The goal of this study is to predict stock price movements only from the statistical properties of the underlying financial time series. Therefore, financial indicators are extracted from the time series, which are then used by a support vector regression (SVR) to predict market movement. The indicators are arbitrarily chosen among a high variety of financial indicators. The chosen indicators include price differences, moving averages, relative strength and so-called stochastic indicators as shown in the figure. These indicators are then preprocessed in the sense that the mean vector is subtracted and each indicator time series in divided by its variance in order to receive indicator values with zero mean and unit variance. Before the SVR model is trained, the parameters of the SVR model are optimized using a crossvalidation procedure on a training set. After that, the optimized model is used to predict financial market movement.

In the process of model selection, models are chosen only on the basis of performance over out-of-sample data, in order to avoid the critique of judging the model on the basis of in-sample performance. The model selection is based on a cross-validation procedure commonly used in Data Mining.

Our main results show that stock market prediction based on suport vector regression is significantly outperforming a random stock market prediction. However, the prediction in average is only correct in 50.69 percent of times with a standard deviation of 0.26 percent.


Indicator calculation[edit]

Figure 2: Kernel densities of the indicators for a random time series. RDP and EMA indicator seemt to be rather gaussian distributed, while RSI and Sto indicator have several modi.

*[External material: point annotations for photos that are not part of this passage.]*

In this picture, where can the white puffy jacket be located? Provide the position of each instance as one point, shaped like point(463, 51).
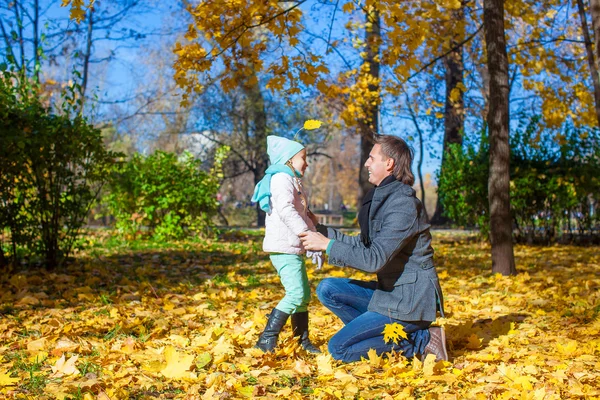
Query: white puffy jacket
point(288, 216)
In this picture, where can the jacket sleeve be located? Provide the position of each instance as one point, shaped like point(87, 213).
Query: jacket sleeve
point(282, 200)
point(390, 234)
point(336, 235)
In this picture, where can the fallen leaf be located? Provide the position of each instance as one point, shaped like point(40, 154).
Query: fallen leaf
point(178, 364)
point(65, 368)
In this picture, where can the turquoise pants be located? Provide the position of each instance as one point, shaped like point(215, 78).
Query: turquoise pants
point(292, 272)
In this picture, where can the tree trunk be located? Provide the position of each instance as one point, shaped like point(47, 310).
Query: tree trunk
point(18, 9)
point(256, 105)
point(503, 261)
point(454, 116)
point(3, 260)
point(413, 116)
point(36, 40)
point(87, 55)
point(595, 9)
point(370, 125)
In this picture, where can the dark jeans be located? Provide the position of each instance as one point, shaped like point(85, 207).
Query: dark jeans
point(363, 330)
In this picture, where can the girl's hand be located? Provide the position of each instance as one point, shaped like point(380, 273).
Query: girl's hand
point(313, 218)
point(314, 241)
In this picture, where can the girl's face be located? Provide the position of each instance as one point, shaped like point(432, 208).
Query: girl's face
point(299, 161)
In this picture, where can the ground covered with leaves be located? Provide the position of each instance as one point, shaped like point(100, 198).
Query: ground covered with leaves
point(143, 320)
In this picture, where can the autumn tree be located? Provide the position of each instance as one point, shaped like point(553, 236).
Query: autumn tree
point(498, 122)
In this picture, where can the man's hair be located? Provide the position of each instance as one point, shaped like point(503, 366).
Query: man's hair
point(395, 148)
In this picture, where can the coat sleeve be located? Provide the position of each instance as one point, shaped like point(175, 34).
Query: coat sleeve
point(282, 200)
point(391, 233)
point(336, 235)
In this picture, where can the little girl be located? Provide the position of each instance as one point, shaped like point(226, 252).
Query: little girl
point(281, 196)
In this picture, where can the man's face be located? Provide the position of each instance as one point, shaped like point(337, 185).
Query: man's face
point(378, 166)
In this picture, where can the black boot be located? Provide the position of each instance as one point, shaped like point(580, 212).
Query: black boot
point(268, 339)
point(300, 329)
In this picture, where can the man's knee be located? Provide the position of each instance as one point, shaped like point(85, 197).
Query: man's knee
point(336, 349)
point(326, 289)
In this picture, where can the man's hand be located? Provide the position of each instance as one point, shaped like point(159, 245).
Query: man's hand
point(313, 217)
point(314, 241)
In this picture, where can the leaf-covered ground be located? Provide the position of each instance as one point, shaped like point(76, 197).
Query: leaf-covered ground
point(179, 320)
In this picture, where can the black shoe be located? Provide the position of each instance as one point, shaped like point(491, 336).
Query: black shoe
point(437, 344)
point(300, 329)
point(268, 339)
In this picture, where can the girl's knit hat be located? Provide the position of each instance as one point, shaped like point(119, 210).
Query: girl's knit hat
point(280, 150)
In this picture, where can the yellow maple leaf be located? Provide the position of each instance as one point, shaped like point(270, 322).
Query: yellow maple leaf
point(302, 368)
point(567, 349)
point(62, 367)
point(474, 342)
point(393, 332)
point(6, 380)
point(178, 363)
point(428, 365)
point(311, 124)
point(324, 364)
point(374, 359)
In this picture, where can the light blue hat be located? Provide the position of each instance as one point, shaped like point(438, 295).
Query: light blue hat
point(280, 150)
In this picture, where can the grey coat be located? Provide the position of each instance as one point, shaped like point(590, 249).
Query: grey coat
point(399, 251)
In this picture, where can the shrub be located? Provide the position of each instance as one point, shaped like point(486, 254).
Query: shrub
point(52, 167)
point(554, 183)
point(170, 197)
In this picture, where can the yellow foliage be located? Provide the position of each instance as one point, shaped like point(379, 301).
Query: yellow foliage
point(393, 332)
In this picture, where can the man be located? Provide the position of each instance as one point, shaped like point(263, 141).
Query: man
point(395, 244)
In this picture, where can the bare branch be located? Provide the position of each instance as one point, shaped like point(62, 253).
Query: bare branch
point(456, 47)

Several financial indicators are calculated in order to redruce dimensionality of the time series:

  • RDP_t = \frac{p(t) - p(t-1) }{p(t)}: The relative price difference of prices p(t) at time t and p(t-1) at time t-1
  •  EMA_t = \sum_{i=-n}^0 exp(i) p(t-i) : The exponential moving average of the prices p(t)
  •  RSI_t = \frac{U_{[t-n;t]}}{D_{[t-n ;t]}} : The relative strength indicator of the number of upward movement U_{[t-n ;t]} and downward movments D_{[t-n ;t]} in the period of t-n until time t
  •  Stochastic_t = \frac{p(t) - L_{[t-n ;t]}}{H_{[t-n ;t]} - L_{[t-n ;t]}}: The stochastic indicator of the stock price p(t), lowest stock price L_{[t-n ;t]} and highest stock price H_{[t-n ;t]} in the period of t-n until time t

The figure illustrates some of the properties of the indicators derived as above from a random time series. The kernel densities are estimated for each indicator with a bandwidth of 0.001. Note, that the RDP and EMA indicator are rather gaussian distributed, while the RSI and Stochastic indicators have several modi and especially the Stochastic indicator seems to be a mixture of two different gaussian distributions.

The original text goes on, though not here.